Генри не забывал оценить ее красоту, подумала она. В последнее время, правда, его лаконичные замечания на этот счет стали несколько механическими. Или это ей только теперь показалось, когда его так необъяснимо долго нет?
Из того же ящика ночного столика она взяла маленький блокнот в черной кожаной обложке и открыла его на букве Д. И в этот момент зазвонил телефон. Быстро, нетерпеливо она дотянулась до трубки и почти прокричала своим звонким голосом:
- Алло-оу?..
Радость ее бесследно ушла, когда она услышала в ответ:
- Говорит междугородная. Чикаго вызывает миссис Стивенсон.
- Да, - сказала она. - Миссис Стивенсон слушает. - И еще через несколько секунд. - Привет, папочка, как ты поживаешь?
- Отлично, - загудел Джим Котерелл. - Отлично, Леона. Ну, как моя девочка себя чувствует сегодня?
Всю жизнь ее возмущала эта манера отца реветь, как бык, когда он начинал свои телефонные разговоры, всегда перераставшие в монологи. Он не советовал, а указывал тому, с кем говорил, как надлежит поступать. В этих разговорах обязательно упоминались деловые успехи Джима Котерелла, или его громадный счет в банке, или то и другое...
Не будучи фармацевтом, он нашел золотую жилу в человеческой страсти к самоврачеванию. Фармацевты, говаривал он, когда их поблизости не было, а иногда и в их присутствии, фармацевты идут по пятаку за дюжину. А хорошие бизнесмены рождаются редко и ценятся на вес золота.
Тридцать лет назад Джим Котерелл уговорил владельца угловой аптеки уступить ему за бесценок патент безвредного, а в некоторых случаях достаточно эффективного средства от головной боли. Сегодня его таблетки, порошки и микстуры, производимые на десятках гигантских предприятий, низвергались могучим потоком во все уголки земного шара. Этой огромной империей он управлял железной рукой - той самой рукой, которая начинала дрожать, стоило только его дочери Леоне нахмурить брови.

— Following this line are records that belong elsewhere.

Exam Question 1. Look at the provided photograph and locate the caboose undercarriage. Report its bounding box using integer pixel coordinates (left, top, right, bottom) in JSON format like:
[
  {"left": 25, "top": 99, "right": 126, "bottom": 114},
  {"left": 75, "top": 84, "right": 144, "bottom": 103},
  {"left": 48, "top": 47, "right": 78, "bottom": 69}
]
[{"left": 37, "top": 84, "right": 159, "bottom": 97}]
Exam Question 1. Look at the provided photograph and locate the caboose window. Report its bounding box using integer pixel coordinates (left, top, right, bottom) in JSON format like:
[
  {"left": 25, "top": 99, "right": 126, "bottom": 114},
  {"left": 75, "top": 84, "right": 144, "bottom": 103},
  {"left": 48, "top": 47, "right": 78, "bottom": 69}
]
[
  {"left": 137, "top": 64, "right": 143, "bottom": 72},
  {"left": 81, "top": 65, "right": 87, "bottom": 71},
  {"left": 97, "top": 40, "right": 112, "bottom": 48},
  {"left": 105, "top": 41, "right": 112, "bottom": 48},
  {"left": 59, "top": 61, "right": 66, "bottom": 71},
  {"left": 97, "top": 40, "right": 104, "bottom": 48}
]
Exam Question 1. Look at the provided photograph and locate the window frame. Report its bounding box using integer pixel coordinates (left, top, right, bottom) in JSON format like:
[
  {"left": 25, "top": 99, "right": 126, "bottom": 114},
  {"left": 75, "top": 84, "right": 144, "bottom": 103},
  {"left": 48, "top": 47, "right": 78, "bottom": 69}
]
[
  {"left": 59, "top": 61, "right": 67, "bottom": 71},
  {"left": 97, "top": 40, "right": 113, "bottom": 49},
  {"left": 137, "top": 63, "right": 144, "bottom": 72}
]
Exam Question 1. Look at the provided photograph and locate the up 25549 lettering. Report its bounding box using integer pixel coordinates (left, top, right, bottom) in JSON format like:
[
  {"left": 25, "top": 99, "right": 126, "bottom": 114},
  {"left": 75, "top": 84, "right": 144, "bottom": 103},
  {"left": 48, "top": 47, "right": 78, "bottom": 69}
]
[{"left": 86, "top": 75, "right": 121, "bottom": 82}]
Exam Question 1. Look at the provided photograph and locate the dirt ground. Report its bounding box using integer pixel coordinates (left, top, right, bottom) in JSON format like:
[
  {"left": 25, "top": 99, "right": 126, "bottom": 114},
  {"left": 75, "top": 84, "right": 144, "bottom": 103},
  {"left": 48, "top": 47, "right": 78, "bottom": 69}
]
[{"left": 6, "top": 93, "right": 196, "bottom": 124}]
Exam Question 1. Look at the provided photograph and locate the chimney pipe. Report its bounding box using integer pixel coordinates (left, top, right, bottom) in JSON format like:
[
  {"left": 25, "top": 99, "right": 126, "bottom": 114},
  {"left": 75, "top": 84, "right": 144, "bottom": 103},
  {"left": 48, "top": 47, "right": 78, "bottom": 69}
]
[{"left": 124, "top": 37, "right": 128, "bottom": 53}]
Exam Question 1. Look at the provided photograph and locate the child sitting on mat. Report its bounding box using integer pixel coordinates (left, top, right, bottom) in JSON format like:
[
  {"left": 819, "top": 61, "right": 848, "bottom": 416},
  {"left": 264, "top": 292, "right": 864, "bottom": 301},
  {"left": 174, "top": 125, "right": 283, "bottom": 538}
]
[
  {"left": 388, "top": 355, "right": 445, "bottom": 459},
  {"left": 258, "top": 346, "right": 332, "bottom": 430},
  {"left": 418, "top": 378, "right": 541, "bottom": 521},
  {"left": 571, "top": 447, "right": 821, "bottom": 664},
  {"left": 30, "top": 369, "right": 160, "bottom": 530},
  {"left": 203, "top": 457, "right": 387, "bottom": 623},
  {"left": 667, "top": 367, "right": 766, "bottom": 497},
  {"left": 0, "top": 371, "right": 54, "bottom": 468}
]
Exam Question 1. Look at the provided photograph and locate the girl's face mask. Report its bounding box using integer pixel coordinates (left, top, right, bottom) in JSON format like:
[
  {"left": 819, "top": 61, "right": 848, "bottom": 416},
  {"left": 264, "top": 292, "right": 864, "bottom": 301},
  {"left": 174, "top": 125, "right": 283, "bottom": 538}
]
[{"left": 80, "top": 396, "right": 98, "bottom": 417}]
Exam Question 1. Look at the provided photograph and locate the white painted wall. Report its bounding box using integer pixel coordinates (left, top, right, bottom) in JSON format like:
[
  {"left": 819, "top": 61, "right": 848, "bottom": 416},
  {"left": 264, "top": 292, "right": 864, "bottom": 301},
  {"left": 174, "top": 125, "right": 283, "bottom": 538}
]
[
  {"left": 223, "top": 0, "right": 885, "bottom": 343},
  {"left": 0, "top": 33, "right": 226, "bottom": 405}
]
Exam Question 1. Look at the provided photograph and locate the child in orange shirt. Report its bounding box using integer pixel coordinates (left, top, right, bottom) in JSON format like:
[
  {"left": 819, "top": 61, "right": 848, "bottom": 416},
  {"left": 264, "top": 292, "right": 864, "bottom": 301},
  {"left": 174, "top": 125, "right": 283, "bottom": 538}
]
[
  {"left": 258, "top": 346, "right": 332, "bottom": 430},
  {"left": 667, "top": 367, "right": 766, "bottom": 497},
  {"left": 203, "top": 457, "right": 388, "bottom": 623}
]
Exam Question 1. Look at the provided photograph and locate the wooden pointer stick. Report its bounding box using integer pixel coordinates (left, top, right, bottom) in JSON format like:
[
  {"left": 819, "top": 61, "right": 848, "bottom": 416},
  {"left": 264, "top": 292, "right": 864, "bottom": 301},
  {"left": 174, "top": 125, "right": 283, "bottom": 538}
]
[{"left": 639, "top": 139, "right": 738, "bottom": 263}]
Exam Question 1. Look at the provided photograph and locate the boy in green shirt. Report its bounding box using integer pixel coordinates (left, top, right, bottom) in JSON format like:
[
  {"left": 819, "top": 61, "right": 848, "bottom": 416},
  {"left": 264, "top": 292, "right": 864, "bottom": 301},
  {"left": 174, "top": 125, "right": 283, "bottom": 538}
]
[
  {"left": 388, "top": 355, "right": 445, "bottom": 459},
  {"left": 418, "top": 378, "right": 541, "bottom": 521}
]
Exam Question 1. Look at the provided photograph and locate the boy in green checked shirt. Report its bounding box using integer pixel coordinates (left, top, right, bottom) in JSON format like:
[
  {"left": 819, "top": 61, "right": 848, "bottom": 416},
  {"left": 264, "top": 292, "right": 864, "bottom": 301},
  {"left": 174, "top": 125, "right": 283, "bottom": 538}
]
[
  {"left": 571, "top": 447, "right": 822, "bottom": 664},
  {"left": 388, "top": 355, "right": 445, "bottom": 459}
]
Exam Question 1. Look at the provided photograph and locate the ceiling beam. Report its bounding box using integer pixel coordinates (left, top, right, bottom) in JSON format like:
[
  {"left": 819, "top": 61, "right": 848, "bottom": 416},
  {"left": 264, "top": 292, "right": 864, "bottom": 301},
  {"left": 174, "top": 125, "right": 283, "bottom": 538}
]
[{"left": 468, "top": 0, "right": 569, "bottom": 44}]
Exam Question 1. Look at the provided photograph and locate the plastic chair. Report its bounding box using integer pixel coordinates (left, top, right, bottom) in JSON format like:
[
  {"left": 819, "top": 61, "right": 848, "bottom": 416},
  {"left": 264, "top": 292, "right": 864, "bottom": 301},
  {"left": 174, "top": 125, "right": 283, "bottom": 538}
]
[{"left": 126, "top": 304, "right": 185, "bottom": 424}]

Мать Леоны, умершая при родах, обладала редкой красотой и большим чувством собственного достоинства. Но она была не парой яростному демону. Ее смерть стала первым и самым крупным поражением Джима Котерелла. Эта смерть освободила его от всяких нежностей ко всем и всему, за исключением Леоны. Его дочь стала для него не столько предметом любви, сколько памятью о ней. Он заботился о Леоне точно так же, как заблудившийся и продрогший охотник печется о пламени разведенного им костра. И по мере того, как дочь взрослела, отец начал бояться - не того, что пламя поглотит его, а того, что оно потухнет. Вместе с красотой матери Леона унаследовала также ее гордость, странно смешанную с Отцовским упрямством. Шли годы, но это своеобразное зелье не воспитало в ней какую-то особенную силу характера. Зато она стала хитрой, расчетливой, всегда стремящейся все делать по-своему. При любых обстоятельствах и за чей бы то ни было счет.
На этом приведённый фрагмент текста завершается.